Woodsia Elbskaya (lat. Woodsia Ilvensis) is a perennial plant from the genus Woodsia (unfounded plants that are not grass).
This small rhizome plant grows about 15 cm in height. He has only one type of branches that die for the winter. This light green fern grows in very dense bundles.
The base of the petiole on the branches (leaves of fern) is articulated just above the surface of the soil and remains in place for several years, forming a kind of thorny “stump”. This plant propagates sexually. Disputes require 2-3 weeks to form a shed and another 21 weeks to appear a young fern.
Leaves are usually 15 cm long and 2.5 cm wide, with hard, raised pointed tips and are cut into 12 almost opposite complicated leaves. The lower side of the leaves is covered with white woolly fibers, which later become rusty-brown. Leaf plate oblong, twice cirrus; petiole and sheet plate are covered with thick scales.
The stems are originally green, covered with a mixture of long white hairs and linear tanned scales. The lower stalk becomes dark purple or brown and has a small bloated thickening about halfway between the base and the lower spikes; The upper stem is groove and becomes mainly rusty-brown, with the exception of the tip itself.
Hairs and scales become rusty-brown with the onset of maturity. Plants form a dense, compact pile, the old bases of the stems are preserved until next year, break off at the node and more or less the same length.
The petiole is brown-red, articulated, the blade consists of pairs of approximately 10-15 bracts with 3-6 pairs of blades, bracts are larger than width than width. The disputes are small, slightly oval, ripen in July-August.
Where it grows
The plant is most common in Scandinavia, Ural and Altai mountains and in the east of the USA. It is also found in Japan, in Alaska, in Canada, coastal Greenland and various European areas, including the Alps. In Europe, Woodsia Elbskaya grows mainly in the northern part, in the southern half of Europe only in the mountains. On the territory of the Czech Republic, it grows from hills to mountains, its distribution is concentrated in the northern half and in the west of the republic. In Slovakia, it grows very absentmindedly in most Carpathian mountains. Further in the Caucasus, Urals, in the Siberian part of Asia and in Greenland.

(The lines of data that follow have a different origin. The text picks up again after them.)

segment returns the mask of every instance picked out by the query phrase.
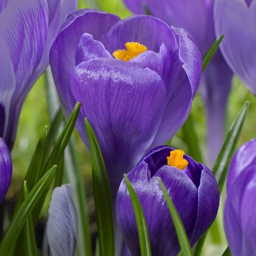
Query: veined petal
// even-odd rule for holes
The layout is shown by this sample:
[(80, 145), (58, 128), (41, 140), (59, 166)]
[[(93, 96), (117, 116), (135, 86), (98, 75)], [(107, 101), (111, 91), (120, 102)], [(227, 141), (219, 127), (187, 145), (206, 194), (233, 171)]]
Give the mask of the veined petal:
[(82, 35), (76, 52), (76, 65), (91, 59), (112, 57), (101, 42), (93, 40), (88, 33)]
[(77, 128), (86, 143), (84, 118), (95, 131), (114, 194), (124, 172), (144, 154), (155, 136), (165, 104), (161, 78), (149, 69), (110, 59), (82, 62), (68, 88), (71, 109), (82, 103)]
[(251, 7), (253, 8), (253, 3), (248, 7), (244, 0), (217, 0), (214, 16), (217, 37), (225, 34), (220, 45), (225, 59), (232, 71), (256, 94), (256, 55), (252, 54), (256, 44), (256, 24), (250, 10)]
[(9, 150), (0, 138), (0, 203), (8, 191), (12, 172), (12, 164)]
[(115, 15), (85, 9), (73, 13), (62, 25), (61, 32), (51, 49), (50, 63), (56, 87), (66, 113), (68, 112), (66, 90), (68, 79), (76, 66), (76, 51), (81, 36), (84, 33), (88, 33), (92, 35), (95, 40), (101, 41), (119, 20)]
[(51, 253), (54, 256), (75, 256), (78, 219), (71, 185), (53, 190), (46, 232)]

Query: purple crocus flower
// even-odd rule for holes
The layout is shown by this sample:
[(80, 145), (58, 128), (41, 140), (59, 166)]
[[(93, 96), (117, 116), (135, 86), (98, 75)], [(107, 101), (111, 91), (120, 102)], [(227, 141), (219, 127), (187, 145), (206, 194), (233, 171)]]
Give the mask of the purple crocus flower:
[(8, 191), (12, 172), (12, 164), (10, 152), (4, 140), (0, 138), (0, 203)]
[(183, 29), (149, 16), (121, 20), (86, 9), (63, 24), (50, 62), (66, 113), (82, 103), (77, 128), (87, 145), (85, 117), (93, 128), (114, 195), (124, 171), (184, 123), (202, 68)]
[[(170, 25), (185, 29), (195, 39), (202, 55), (216, 40), (214, 0), (124, 0), (134, 13), (143, 13), (143, 6), (146, 5), (152, 15)], [(210, 166), (214, 163), (223, 143), (227, 101), (232, 77), (232, 72), (218, 50), (202, 76), (200, 88), (206, 107), (207, 162)]]
[[(127, 175), (142, 205), (152, 255), (177, 255), (180, 248), (171, 215), (160, 187), (160, 178), (181, 218), (193, 245), (215, 219), (219, 201), (211, 171), (168, 146), (148, 153)], [(116, 202), (118, 223), (132, 255), (140, 255), (136, 219), (124, 179)]]
[(256, 95), (256, 1), (216, 0), (216, 34), (225, 34), (221, 52), (230, 68)]
[(69, 184), (53, 190), (44, 239), (44, 256), (77, 255), (78, 217), (73, 198)]
[(0, 136), (11, 149), (22, 104), (49, 62), (50, 47), (77, 0), (0, 3)]
[(256, 255), (256, 139), (234, 156), (227, 181), (224, 223), (234, 256)]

Woodsia Elbskaya grows on talus and crevices of noncarbon monoxide (Andesites, Gneys, Granites), on acidic soils, with strong sunlight. This sunloving plant dies in shady places, therefore it is looking for halfprone habitats with nonfan vegetation. Grows in dry, solar areas, but suffers from a lack of water. Prefers acidic rocks, but can carry an alkaline substrate, for example, limestone. It is rooted in the crevices and cracks of the rocks, at the top of the stones, wherever she finds a little loose soil or humus. Woodsia Ilvensis is a circusbased form growing throughout the globe, especially in the northern regions.
Plant under strict protection, listed in the Red Book. Due to the loss of suitable habitats, in particular, the possible overgrowing and shading of rockeries, only small populations are found. This fern is protected by law as a type of disappearance, and entered in the Red Book.